Parce que même si l’auberge est peu accessible pour les clients moyens – le prix d’une chambre pour deux, trois repas compris avec amplement de collations, après service, mais avant vin, est de presque 2000 $ par nuit –, les images d’une grande beauté ont fait le tour du monde et donné envie d’aller voir ces terres sauvages accidentées frappées par la mer avec tant de force poétique.
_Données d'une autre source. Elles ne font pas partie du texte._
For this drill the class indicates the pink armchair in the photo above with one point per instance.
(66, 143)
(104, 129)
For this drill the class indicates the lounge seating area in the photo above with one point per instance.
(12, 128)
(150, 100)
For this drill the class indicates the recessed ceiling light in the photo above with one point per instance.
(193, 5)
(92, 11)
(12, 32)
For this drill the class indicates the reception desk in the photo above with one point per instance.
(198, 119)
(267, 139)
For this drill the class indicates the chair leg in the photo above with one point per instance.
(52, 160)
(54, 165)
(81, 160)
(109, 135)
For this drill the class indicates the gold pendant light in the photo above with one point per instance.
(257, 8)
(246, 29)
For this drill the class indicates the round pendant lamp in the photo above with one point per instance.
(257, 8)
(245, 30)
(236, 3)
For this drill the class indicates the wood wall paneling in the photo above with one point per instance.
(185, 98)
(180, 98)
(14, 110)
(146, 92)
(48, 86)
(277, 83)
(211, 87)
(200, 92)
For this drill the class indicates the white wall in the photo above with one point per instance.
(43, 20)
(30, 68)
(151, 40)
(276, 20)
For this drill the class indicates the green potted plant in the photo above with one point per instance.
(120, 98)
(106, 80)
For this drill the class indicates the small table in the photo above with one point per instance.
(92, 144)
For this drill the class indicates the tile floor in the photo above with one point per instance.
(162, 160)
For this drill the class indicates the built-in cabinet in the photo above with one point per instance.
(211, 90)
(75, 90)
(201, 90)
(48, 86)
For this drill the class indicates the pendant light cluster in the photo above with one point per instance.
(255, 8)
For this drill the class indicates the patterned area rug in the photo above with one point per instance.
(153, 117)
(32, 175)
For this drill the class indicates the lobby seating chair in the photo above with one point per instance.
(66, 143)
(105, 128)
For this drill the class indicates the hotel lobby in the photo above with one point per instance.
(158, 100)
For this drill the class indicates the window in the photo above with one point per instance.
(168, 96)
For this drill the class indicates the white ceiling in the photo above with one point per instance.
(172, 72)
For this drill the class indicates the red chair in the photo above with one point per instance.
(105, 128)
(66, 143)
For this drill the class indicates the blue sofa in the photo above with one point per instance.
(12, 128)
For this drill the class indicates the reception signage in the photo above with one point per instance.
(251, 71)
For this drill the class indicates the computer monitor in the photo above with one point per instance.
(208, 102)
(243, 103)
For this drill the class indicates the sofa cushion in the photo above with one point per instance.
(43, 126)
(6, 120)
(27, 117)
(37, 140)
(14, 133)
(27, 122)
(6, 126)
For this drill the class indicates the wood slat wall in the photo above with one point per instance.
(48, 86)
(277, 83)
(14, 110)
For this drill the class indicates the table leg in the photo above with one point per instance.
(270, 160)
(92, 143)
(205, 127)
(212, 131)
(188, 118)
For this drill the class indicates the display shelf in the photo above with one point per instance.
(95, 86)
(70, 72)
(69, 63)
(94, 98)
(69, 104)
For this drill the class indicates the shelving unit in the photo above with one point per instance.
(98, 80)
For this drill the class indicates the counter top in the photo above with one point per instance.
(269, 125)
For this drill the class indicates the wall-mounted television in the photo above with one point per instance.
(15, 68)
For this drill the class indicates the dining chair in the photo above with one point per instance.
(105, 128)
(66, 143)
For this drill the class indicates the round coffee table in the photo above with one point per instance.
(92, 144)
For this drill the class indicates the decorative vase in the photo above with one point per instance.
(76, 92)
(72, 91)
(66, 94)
De plus, l’auberge fait partie d’un projet de création d’emplois et de développement de l’île qui a amené la naissance de plusieurs gîtes touristiques, cafés, petits commerces – comme la fabrique de meubles de l’hôtel – et autres comptoirs à crème glacée comme Growlers, qui font discrètement de Fogo, une île de 2500 habitants encore très rustique, une destination de marche, de repos, de balades, pour un moment.

On peut aussi demander de visiter l’auberge et de manger sur place, bien que l’accès aux tables soit donné en priorité aux résidants.

Des anciens de l’auberge ont aussi ouvert deux tables non loin : Scoff (ouvert en été) et Bangbelly, un café qui reprend l’esthétique doucement lumineuse et colorée de l’aménagement intérieur du Fogo Island Inn principal. Dans cet endroit un peu plus accessible, on goûte à la fameuse morue de l’île, celle qui lui a donné sa raison d’être et qui peut maintenant, grâce aux soins que tout le monde lui apporte, revenir tranquillement vers ces côtes aussi rudes que magiques.

Carnet d’adresses

Où dormir

Alt à St. John’s, l’un des derniers-nés de la famille Germain.

Le Fogo Island Inn. Si vous avez un bon budget.

Mallard Cottage. Un restaurant dans un ancien secteur de pêcheurs avec quelques chambres.

Où manger

Terre. Le restaurant de l’Alt où cuisine un des anciens chefs du Joe Beef.

Raymond’s. Le grand restaurant chic de St. John’s.

Merchant’s Tavern. La brasserie des gens du Raymond’s.

Duke. La brasserie classique pour le fish & chips.

Grounds Café. Un petit café attenant à une pépinière à Portugal Cove. À une quinzaine de minutes du centre-ville de St. John’s, on s’y trouve dans un village de pêcheurs et on a le sentiment d’être loin de tout.

Scoff à Fogo Island. L’une des tables des anciens de l’Inn. Saisonnier.

Bangbelly à Fogo Island. Une autre table conviviale ouverte par des anciens du Fogo Island Inn.

Bannerman Brewing. Pour prendre une bière ou un café à St. John’s.